But doth suffer a sea-change...


Today the Church remembers Katarina von Bora: “A Roman Catholic nun who left the convent, made her way to Wittenberg and in time became the wife of Protestant reformer Martin Luther, Katharina von Bora became the quintessential pastor’s wife and ministered in many ways to her tempestuous husband. Although Luther married her more for practical than for romantic reasons, he grew to love her deeply and to depend upon her emotional stability and good common sense.”1


She died on this day in 1552. I wanted to lift her up to you today because of the momentous change that took place in her life as she tried to follow where God was calling her. Going from being a nun to being Martin Luther’s wife is a big change! You could even call it a sea change.

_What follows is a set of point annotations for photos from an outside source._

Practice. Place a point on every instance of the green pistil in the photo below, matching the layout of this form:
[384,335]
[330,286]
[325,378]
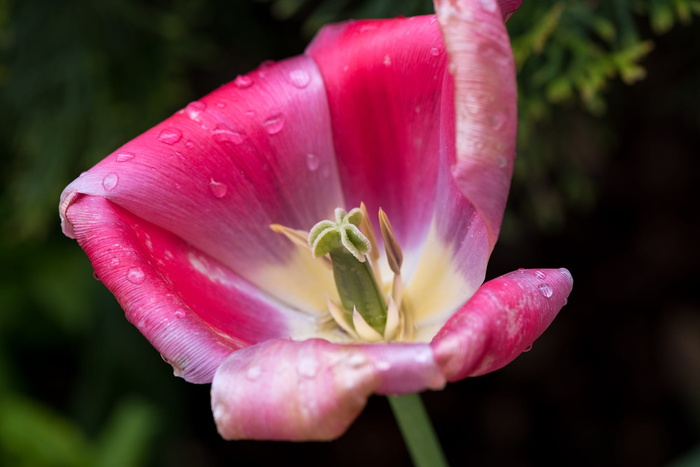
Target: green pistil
[354,279]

Have you heard this term before, ‘sea change’? It means a significant transformation – think of it like a paradigm shift. For Katarina to understand God’s call on her life to be a married Reformer as opposed to a Roman Catholic nun is quite a paradigm shift!


It was William Shakespeare who coined the phrase ‘sea change’, in his play The Tempest: In referring to someone who had died he pens the following,


“Nothing of him that doth fade, But doth suffer a sea-change, into something rich and strange”.

My friends, 2020 has been a sea change for all of us. There has been a great paradigm shift, the size of which we have not yet fully realized.

As we look toward 2021, I encourage you to savor every good thing that returns to our corporate life together over time. Gathering in public. Not having to wear a mask everywhere you go. Feeling safe.


Yet, even as you enjoy these gradual improvements in our common life, know that things won’t be the same as they were. Instead we have been forever changed.


But fear not. As long as we follow where Christ beckons us, no change is too great for us to handle. Rather, we will move from strength to strength and grace to grace. With Christ by our side, there is nothing that we as His Body cannot overcome. Amen.

 

1 Feldmeth, N. P. (2008). In Pocket Dictionary of Church History: Over 300 Terms Clearly and Concisely Defined (p. 27). Downers Grove, IL: IVP Academic.